It Took Home Alone Fans A Long Time To Realize Angels With Filthy Souls Is A Fake Movie
The holiday classic "Home Alone" is one of the most beloved films of the '90s. Starring Macaulay Culkin as the mischievous lead, Kevin McCallister, the film follows the 8-year-old's unexpected staycation after his busy family hops on a plane for a Christmas trip to Paris without realizing he isn't with them.
Throughout the film, Culkin's character fakes out a pair of bumbling thieves (played by Joe Pesci and Daniel Stern) who are staking out his family's brightly-lit house. One of the most memorable scenes comes as Kevin pops in a VHS tape and loudly plays an old, black, and white gangster flick on the TV in an attempt to scare off the robbers. The vintage film, called "Angels With Filthy Souls," features a gangster firing off gunshots before saying the iconic line, "Keep the change, you filthy animal!" That scene is enough to scare off the would-be robbers, who are listening outside of the McCallister door and think they are hearing real gunfire.
For years, fans wondered where to find the full movie within the "Home Alone" movie (per The Wrap). And for some, it took decades to realize that "Angels With Filthy Souls" wasn't a real movie at all.
Home Alone star Macaulay Culkin didn't realize Angels with Filthy Souls wasn't an actual movie
Many movie fans were long under the impression that "Angels With Filthy Souls" was a real movie. After a Collider article named it as one of the top "movies within a movie," a Reddit thread popped up with comments from movie fans who had been clueless. "For most of my childhood I thought that this was a real movie—they nail the 40s noir aesthetic so well that I was convinced that it was some obscure classic my whole life [until I discovered IMDb]," one Redditor wrote. "I thought that movie was a real movie for years," another agreed. "I was [and am 46] when I learned it. Like just now," added another.
In 2018, actor Seth Rogen tweeted that for his "entire childhood" he thought the old-time movie in "Home Alone" was real. And he wasn't alone. Even the movie's star, Macaulay Culkin, replied to Rogen's tweet to admit that he always thought the clip was from a real Hollywood flick.

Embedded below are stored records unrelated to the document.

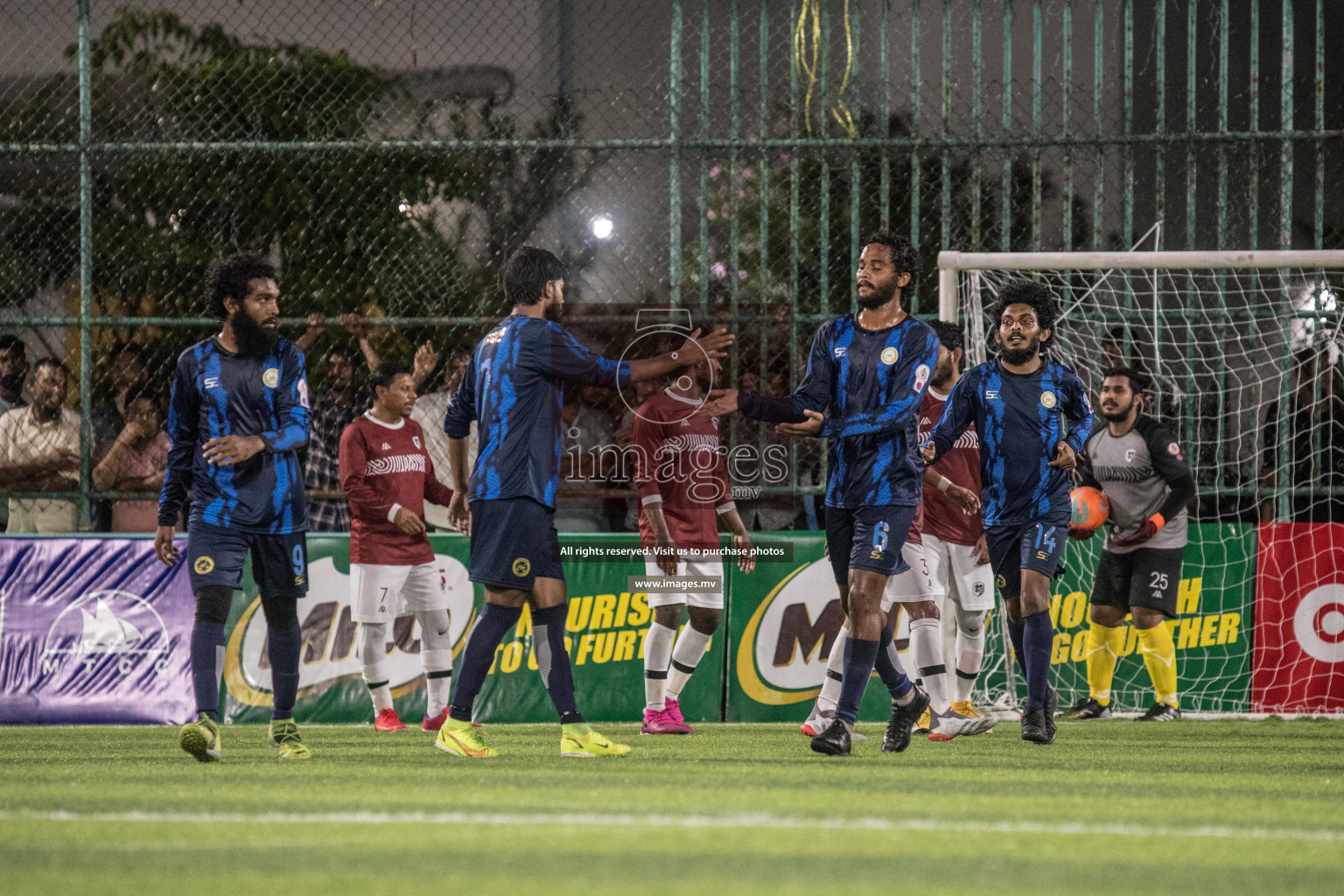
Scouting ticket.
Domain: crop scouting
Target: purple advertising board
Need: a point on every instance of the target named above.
(93, 630)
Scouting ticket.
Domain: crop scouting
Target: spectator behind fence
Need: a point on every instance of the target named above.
(39, 452)
(127, 375)
(136, 461)
(14, 374)
(430, 411)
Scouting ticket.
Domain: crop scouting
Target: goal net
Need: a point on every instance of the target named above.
(1245, 355)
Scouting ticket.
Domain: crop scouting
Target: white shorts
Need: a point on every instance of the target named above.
(383, 592)
(953, 567)
(915, 584)
(702, 569)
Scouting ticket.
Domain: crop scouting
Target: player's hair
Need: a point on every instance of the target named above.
(385, 374)
(50, 361)
(1027, 291)
(135, 348)
(905, 256)
(526, 274)
(952, 336)
(231, 278)
(1138, 382)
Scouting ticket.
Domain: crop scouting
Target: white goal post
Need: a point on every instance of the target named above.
(952, 262)
(1243, 359)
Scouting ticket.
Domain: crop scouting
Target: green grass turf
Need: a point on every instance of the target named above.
(1266, 797)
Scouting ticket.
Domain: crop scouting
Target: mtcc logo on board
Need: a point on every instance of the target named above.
(107, 624)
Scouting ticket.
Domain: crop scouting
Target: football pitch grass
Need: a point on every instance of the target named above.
(1113, 808)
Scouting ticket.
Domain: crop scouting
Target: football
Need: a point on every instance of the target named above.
(1090, 508)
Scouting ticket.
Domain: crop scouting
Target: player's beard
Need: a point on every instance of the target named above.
(1022, 355)
(878, 298)
(1117, 416)
(253, 339)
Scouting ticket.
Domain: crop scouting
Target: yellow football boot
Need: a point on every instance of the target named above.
(588, 745)
(968, 710)
(461, 739)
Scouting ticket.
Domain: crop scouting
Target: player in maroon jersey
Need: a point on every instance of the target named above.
(683, 492)
(388, 474)
(953, 537)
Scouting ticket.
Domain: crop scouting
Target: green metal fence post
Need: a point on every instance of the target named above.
(85, 269)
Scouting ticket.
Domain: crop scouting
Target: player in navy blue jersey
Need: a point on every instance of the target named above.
(237, 419)
(1032, 416)
(514, 391)
(869, 371)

According to Vanity Fair, "Angels With Filthy Souls" was created just for "Home Alone" and was filmed inside a vacant high school gym in a one-day shoot. Art director Dan Webster said the only reason the mini-movie was even given a name was to label the VHS tape Kevin McCallister played. In an interview with the Hollywood Reporter, cinematographer Julio Macat revealed that the faux film was meant to be an homage to the 1938 James Cagney, Humphrey Bogart classic, "Angels With Dirty Faces." "We just wanted the feel of a classic gangster film," he said. Based on the immense fan confusion, mission accomplished.